Can Bob make his spoked wheel without infringing on John’s wheel patent? As explained above, a patent is not a grant of permission to create the corresponding product of the invention. So if John claims infringement, Bob can not win in defense by pointing to Bob’s patent. To determine whether Bob’s spoked wheel would infringe John’s wheel patent, we have to compare Bob’s spoked wheel to the claims of John’s wheel patent. As explained above John’s wheel patent claims “a circular surface 10 that orbits a hub 12.”

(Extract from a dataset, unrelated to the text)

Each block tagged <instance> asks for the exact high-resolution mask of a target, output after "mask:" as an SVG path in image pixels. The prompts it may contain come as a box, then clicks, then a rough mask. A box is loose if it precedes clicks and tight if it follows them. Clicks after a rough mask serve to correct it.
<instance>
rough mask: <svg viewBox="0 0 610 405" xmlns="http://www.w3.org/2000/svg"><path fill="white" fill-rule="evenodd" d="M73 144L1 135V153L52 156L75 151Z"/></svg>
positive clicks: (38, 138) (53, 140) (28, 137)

Does the spoked wheel have a circular surface that orbits a hub? Yes. The spoked wheel has a circular surface 20 that orbits a hub 22. A product infringes a patent if the product has each and every element of at least one claim of the patent (or an equivalent element, under the doctrine of equivalents, but that is outside the scope of our discussion here). It doesn’t matter that Bob’s spoked wheel has more elements than John’s patent claim, e.g. the spokes. Infringement is avoided in most cases by removing elements that are claimed, and not by adding elements that are not in the claims. The patent claim(s) set out the minimum that is necessary for a product/process to be covered by that claim. So John’s wheel patent may be avoided by removing the circular surface and making it square, for example, but that won’t function very well as a wheel. Further John’s wheel patent might be avoided by eliminating the hub, but then it would be difficult to connect the wheel to other things, e.g. wagons.

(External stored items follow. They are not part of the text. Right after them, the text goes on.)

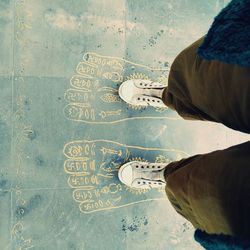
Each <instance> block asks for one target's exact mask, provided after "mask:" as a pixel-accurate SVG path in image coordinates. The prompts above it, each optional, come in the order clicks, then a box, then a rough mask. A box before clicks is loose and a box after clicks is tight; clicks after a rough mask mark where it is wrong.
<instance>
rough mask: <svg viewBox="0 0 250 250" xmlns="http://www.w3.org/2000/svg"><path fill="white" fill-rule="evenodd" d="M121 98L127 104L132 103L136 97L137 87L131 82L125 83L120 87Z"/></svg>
mask: <svg viewBox="0 0 250 250" xmlns="http://www.w3.org/2000/svg"><path fill="white" fill-rule="evenodd" d="M118 92H119V96H120V97H121V99H122V100H123V101H125V102H127V103H131V101H132V99H133V96H134V95H135V86H134V84H133V82H132V81H131V80H128V81H125V82H123V83H122V84H121V85H120V87H119V90H118Z"/></svg>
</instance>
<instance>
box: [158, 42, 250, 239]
mask: <svg viewBox="0 0 250 250" xmlns="http://www.w3.org/2000/svg"><path fill="white" fill-rule="evenodd" d="M202 41H203V38H201V39H199V40H198V41H197V42H195V43H194V44H192V45H191V46H189V47H188V48H187V49H185V50H184V51H183V52H181V53H180V54H179V55H178V56H177V58H176V59H175V61H174V63H173V65H172V67H171V71H170V76H169V83H168V87H167V88H166V89H165V90H164V92H163V101H164V103H165V104H166V105H167V106H169V107H170V108H172V109H174V110H176V111H177V112H178V113H179V114H180V115H181V116H182V117H183V118H185V119H199V120H209V121H214V122H219V123H222V124H224V125H226V126H228V127H230V128H233V129H235V130H239V131H242V132H246V133H250V68H243V67H238V66H236V65H230V64H224V63H221V62H219V61H207V60H203V59H201V58H199V57H198V56H197V55H196V49H197V48H198V46H199V45H200V44H201V42H202ZM165 176H166V180H167V186H166V193H167V196H168V198H169V200H170V202H171V203H172V205H173V206H174V208H175V209H176V211H177V212H178V213H179V214H181V215H182V216H184V217H185V218H186V219H187V220H189V221H190V222H191V223H192V224H193V225H194V227H195V228H198V229H201V230H204V231H206V232H207V233H215V234H220V233H223V234H229V235H237V236H250V142H247V143H243V144H240V145H237V146H234V147H231V148H228V149H225V150H220V151H215V152H212V153H209V154H204V155H196V156H193V157H190V158H187V159H183V160H181V161H178V162H173V163H170V164H169V165H168V167H167V169H166V171H165Z"/></svg>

You can see that a patent having broad claims can cover variations of the invention that might not have been known at the time of the invention. The claim of John’s wheel patent does not say a circular surface that orbits a hub, where the area between the circular surface and the hub is solid or filled. Such a “solid” limitation would narrow John’s patent. The solid limitation would not cover Bob’s spoked wheel because the area between the circular surface and the hub is not solid, but instead is open with intervening spokes. However, John’s Patent claims were well drafted to not include too many unnecessary limitations. This also demonstrates how critically important claim drafting is in writing a patent application. Sometimes one word in the claim can make the difference between your patent covering another parties product or not.

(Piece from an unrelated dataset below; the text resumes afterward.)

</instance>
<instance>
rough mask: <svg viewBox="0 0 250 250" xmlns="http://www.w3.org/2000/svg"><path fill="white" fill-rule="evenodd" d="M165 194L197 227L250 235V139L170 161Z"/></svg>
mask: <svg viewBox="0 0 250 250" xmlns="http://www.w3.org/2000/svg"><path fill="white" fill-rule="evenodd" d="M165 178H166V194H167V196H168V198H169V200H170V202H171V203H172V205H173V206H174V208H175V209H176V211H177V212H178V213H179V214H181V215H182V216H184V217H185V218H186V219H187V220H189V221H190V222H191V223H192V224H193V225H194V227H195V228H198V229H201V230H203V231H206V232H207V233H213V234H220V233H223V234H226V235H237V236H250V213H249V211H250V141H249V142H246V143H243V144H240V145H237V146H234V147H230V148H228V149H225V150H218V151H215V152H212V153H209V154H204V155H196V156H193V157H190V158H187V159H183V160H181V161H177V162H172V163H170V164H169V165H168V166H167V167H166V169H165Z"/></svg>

In this example case, no one can make a spoked wheel since the commercialization of Bob spoked wheel would infringe John’s patent. Also, Bob has a patent on the spoked wheel so that John and others can’t make a spoked wheel. If a third party, Adam, started making a spoked wheel, Adam’s spoked wheel would infringe both Bob’s spoked wheel patent and John’s wheel patent. The only way that spoked wheels can be made and sold during the life of John’s patent, is if Bob and John come to a licensing agreement. Such a licensing agreement could provide that Bob will pay John a royalty on each spoked wheel sold until John’s patent expires. When John’s patent expires, then Bob can sell his spoked wheel without John interfering.
While this example provides that Bob invented an improvement to John’s wheel after seeing it, the results would be the same for the case where Bob invented the spoked wheel without seeing or knowing of John’s wheel.
As the above example shows, the Patent Office does not care if your invention would infringe a prior patent. They only ask whether the invention provides something that is sufficiently new. Therefore, your patent will not protect you from claims of infringement from others. A patent is an offensive weapon not generally defensive (except in certain strategies not relevant to this example). The only way to know whether your product will infringe a prior patent is to have a clearance or non-infringement search completed.